COLUMBIA — When a 13-year-old girl with cerebral palsy baked to death in a locked, stifling car as her mother and boyfriend went on a drug binge, who deserved the blame was never in question. But state law made their conviction difficult, Solicitor Duffie Stone told legislators Thursday.

Last year, a Colleton County jury found Rita Pangalangan of Walterboro, and her boyfriend, Larry Eugene King, guilty of murder after they left Cristina Pangalangan — who could not walk or talk — in the back seat of her mother’s car for nearly six hours in August 2019 as the temperature inside climbed.

Stone told senators he intended to prosecute the two under the state’s homicide by child abuse law. But he couldn’t. The law’s age cap didn’t allow it.

The decades-old state law says victims must be under 11 years old for someone to be guilty of killing them through child abuse or neglect. The bill Stone supports would raise the cap to 18.

A unanimous vote Thursday advanced it to the full Senate Judiciary Committe.
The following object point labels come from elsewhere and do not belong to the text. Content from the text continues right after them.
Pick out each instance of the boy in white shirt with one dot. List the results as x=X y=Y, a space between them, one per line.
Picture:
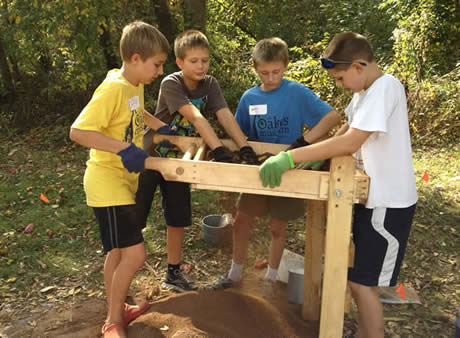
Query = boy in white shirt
x=377 y=133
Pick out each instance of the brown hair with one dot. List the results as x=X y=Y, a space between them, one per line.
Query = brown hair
x=189 y=39
x=348 y=46
x=270 y=50
x=141 y=38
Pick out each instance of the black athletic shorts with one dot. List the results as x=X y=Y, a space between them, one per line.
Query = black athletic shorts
x=118 y=226
x=175 y=199
x=380 y=236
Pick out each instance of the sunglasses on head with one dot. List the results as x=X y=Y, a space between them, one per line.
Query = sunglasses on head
x=329 y=63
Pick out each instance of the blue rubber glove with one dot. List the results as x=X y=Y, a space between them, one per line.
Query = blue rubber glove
x=133 y=158
x=166 y=130
x=271 y=170
x=313 y=165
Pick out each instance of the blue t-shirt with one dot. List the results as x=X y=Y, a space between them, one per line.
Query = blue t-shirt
x=278 y=116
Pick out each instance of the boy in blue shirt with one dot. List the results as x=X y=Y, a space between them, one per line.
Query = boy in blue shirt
x=274 y=111
x=377 y=133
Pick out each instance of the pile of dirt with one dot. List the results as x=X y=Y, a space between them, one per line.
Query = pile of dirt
x=253 y=310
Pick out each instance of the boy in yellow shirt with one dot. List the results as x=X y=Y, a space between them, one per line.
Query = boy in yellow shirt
x=112 y=125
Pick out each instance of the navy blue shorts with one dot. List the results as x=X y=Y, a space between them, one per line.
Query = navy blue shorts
x=175 y=199
x=380 y=236
x=118 y=226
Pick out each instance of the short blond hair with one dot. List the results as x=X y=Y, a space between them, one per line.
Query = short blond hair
x=270 y=50
x=189 y=39
x=141 y=38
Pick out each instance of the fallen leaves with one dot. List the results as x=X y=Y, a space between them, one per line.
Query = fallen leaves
x=29 y=228
x=43 y=198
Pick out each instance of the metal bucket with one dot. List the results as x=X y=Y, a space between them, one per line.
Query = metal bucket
x=214 y=231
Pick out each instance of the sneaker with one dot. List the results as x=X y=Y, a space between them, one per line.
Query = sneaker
x=131 y=312
x=177 y=282
x=224 y=282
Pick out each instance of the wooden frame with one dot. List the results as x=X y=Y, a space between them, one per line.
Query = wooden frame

“I don’t know why that was in there,” Sen. Sandy Senn, a co-sponsor, said of the 11-year-old limit.

“It’s silly. Kids over 11 matter, too,” said the Charleston Republican, who sits on the panel. Advancing it was a no-brainer, she told the SC Daily Gazette, adding the change would help law enforcement and prosecutors.

Stone said he doesn’t know why the law’s set at 11 either, even after researching it.
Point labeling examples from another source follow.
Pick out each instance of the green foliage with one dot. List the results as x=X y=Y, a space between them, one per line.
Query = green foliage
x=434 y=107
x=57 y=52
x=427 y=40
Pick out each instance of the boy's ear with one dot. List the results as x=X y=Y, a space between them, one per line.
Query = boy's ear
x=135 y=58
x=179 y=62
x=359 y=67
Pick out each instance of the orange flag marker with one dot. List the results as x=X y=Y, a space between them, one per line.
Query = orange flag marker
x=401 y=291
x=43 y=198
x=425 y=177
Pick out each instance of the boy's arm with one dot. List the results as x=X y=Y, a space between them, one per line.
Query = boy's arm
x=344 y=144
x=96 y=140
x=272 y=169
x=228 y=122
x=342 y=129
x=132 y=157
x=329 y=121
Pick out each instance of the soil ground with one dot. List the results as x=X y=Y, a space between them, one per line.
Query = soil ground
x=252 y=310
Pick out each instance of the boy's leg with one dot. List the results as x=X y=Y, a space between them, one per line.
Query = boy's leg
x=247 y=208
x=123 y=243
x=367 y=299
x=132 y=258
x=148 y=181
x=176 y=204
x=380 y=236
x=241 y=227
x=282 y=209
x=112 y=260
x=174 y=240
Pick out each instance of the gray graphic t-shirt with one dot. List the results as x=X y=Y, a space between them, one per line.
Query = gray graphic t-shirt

“Not only does it not make much sense to me, it makes it very, very difficult to bring a charge,” said the chief prosecutor for Allendale, Beaufort, Colleton, Hampton and Jasper counties.

Stone said he had to use a state Supreme Court ruling from 1957 to charge the couple with murder.

Cristina, who had severe cerebral palsy with spastic quadriplegia, died with a body temperature of 109.9 degrees, as high as the coroner’s thermometer could record. The official cause of death was hyperthermia, an extreme fever, according to Stone’s office.

“No air conditioning, no breeze, no windows down, and the temperatures inside the car, over that six-hour period, reached … over 118 degrees,” he told the subcommittee.

The child’s mother was sentenced to 37 years in prison. King was sentenced to 32 years.

Under state law, the penalty range for convictions of homicide by child abuse is 20 years to life in prison, while anyone who assists in the crime faces up to 20 years in prison. That compares to 30 years to life in prison for anyone convicted of murder, as well as a possible death sentence under certain circumstances, which include killing a child under 12 years old.

Duffie noted that the Legislature raised the age for juvenile offenders. Under a law that took effect in 2019, minors can’t be tried as adults for most crimes until they’re 18. Previously, 17-year-olds could be tried as adults.

“It seems to me it should be the same for victims,” Stone said about extending who’s considered a child.